9 2.6 Jenis-jenis Bakteri yang Berpeluang terdapat pada Tangan Bakteri banyak ditemukan disekitar manusia, misal tangan manusia yang banyak berinteraksi dengan dunia luar. Terdapat berbagai jenis bakteri yang ada ditangan manusia. Adapun bakteri yang umum ditemukan pada tangan diantaranya adalah Staphylococcus aureus, E. coli, Salmonella, Vibrio cholerae, dan Shigella (BSN Medical. 2009). Bakteri Staphylococcus aureus memilki potensi untuk menyebabkan penyakit yang didapat pada tubuh manusia melaui saluran pernafasan, saluran pencernaan dan infeksi melalui kulit. Bahan makanan yang disiapkan dengan kontak tangan langsung tanpa proses mencuci tangan, sangat berpotensi terkontaminasi Staphylococcus aureus. Bakteri Esherichia coli dapat menyebabkan berbagai penyakit dan infeksi terhadap saluran pencernaan pada manusia, diantaranya adalah enterotoksigenik, enterohaemorrhagik, enteropatogenik, enteroinuasiue, dan enteroagregatif.
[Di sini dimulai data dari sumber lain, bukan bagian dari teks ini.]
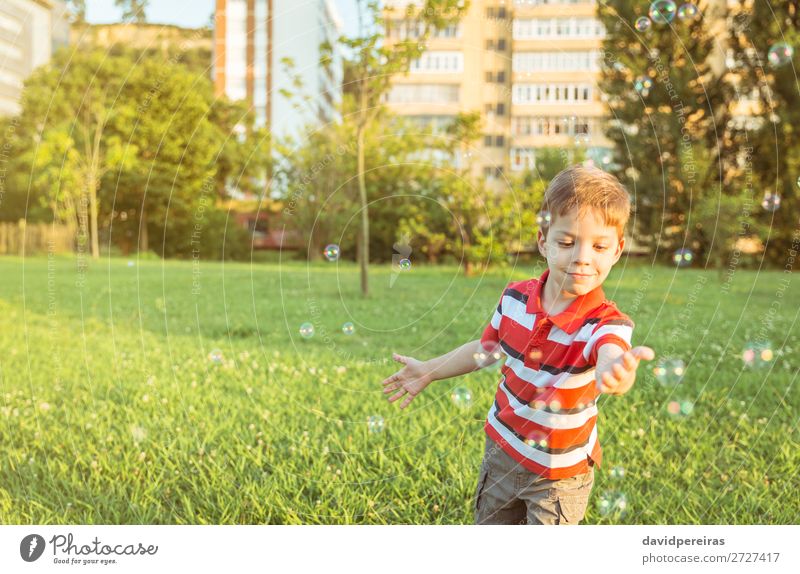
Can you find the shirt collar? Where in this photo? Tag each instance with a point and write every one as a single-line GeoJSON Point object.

Bakteri memiliki spektrum yang sangat luas. Makan disaat kondisi tangan kotor juga dapat memicu hadirnya infeksi bakteri. Bakteri Shigella dapat menyebabkan infeksi berbagai saluran pencernaan. Shigella biasa berada pada air yang terkontaminasi bahkan yang terlihat jernih sekalipun. Untuk membunuh koloni bakteri ini, diperlukan lagi bantuan sabun antiseptik pada proses mencuci tangan (Todar 2004 dalam Rostinawati 2009).